The ECB is grappling with raging inflation: Overall CPI inflation at 10%, with CPI inflation without energy at a record 7.0%, and some Eurozone countries at over 20% and even Germany at 11%. Inflation began soaring in 2021, after years of mega-QE and negative interest rates. And suddenly it’s a huge mess.
QT related to bonds will start in March 2023, it said today, by shedding €15 billion a month in bonds through 2023. The pace of subsequent declines “will be determined over time.” Details will be announced after the February meeting, it said.
QT related to loans already started at its October meeting to “help address unexpected and extraordinary inflation increases,” as it said at the time. To do so, it made the terms and conditions of its Targeted Longer-Term Refinancing Operations (TLTRO III) less attractive for the banks, which would speed up the banks’ exit from those loans.
These loans have dates at which they can be paid back, and two of those pay-back dates have already passed:
- In November, the banks returned €296 billion to the ECB, which was booked on the ECB’s balance sheet on November 25.
- In December, banks returned €447 billion in loans, which haven’t been booked yet, but will be booked in December.
This TLTRO III unwind was the main factor in reducing its balance sheet by €803 billion, or by 9.1% from the peak in June. The green line is my estimate of the next balance sheet based on the announced €447 billion TLTRO III reduction. Total assets will drop to about €8.03 trillion:
The Bank of England also hiked into a recession, by 50 basis points today, to bring its bank rate to 3.5%. Citing its Monetary Policy Report, it said that “the UK economy was expected to be in recession for a prolonged period and CPI inflation [currently 10.7%] was expected to remain very high in the near term.”
The Swiss National Bank sold foreign currency assets & raised its policy rate by 50 basis points to 1.0%, after its 75-basis-point-hike in September, and its 50-basis-point hike in June, and put further rate hikes on the table. Gone is the negative policy rate of -0.75%.

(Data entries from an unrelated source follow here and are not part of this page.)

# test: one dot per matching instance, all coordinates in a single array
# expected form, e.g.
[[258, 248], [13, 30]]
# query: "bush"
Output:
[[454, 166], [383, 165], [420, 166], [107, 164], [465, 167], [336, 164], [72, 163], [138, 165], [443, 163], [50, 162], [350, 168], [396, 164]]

It’s doing so to counter “increased inflationary pressure and a further spread of inflation.” Inflation in Switzerland was 3.0% in November and “is likely to remain elevated for the time being,” it said.
“We have sold foreign currency in recent months to ensure appropriate monetary conditions. We will also sell foreign currency in the future if this is appropriate from the monetary policy perspective,” SNB head Thomas Jordan said in his remarks. This follows his announcement in June and September that the SNB would do so.
And the SNB has done so. In the second and third quarter, as we know from the SNB’s SEC filings, it unloaded hundreds of thousands of shares of its biggest holdings of US stocks, from Apple, Microsoft, Alphabet, Amazon, and Meta on down. And it has taken massive losses as asset prices in its huge portfolio of foreign-currency-denominated securities have dropped.
The Bank of Mexico hiked by 50 basis points today, to 10.5%, after having hiked by 75 basis points four times in a row, mirroring the Fed. Core inflation in Mexico rose to 8.5%.
The Bank of Mexico started hiking in mid-2021, from 4.0%, nearly a year ahead of the Fed, to stay ahead of the Fed, similar to Brazil and some other central banks. They did this to grapple with inflation at home and to support their currencies against the USD.
Which worked. Over the 18 months of rate hikes, the Mexican peso has strengthened against the USD, while the currencies of the laggards such as the ECB and the Bank of Japan watched their currencies take a drubbing.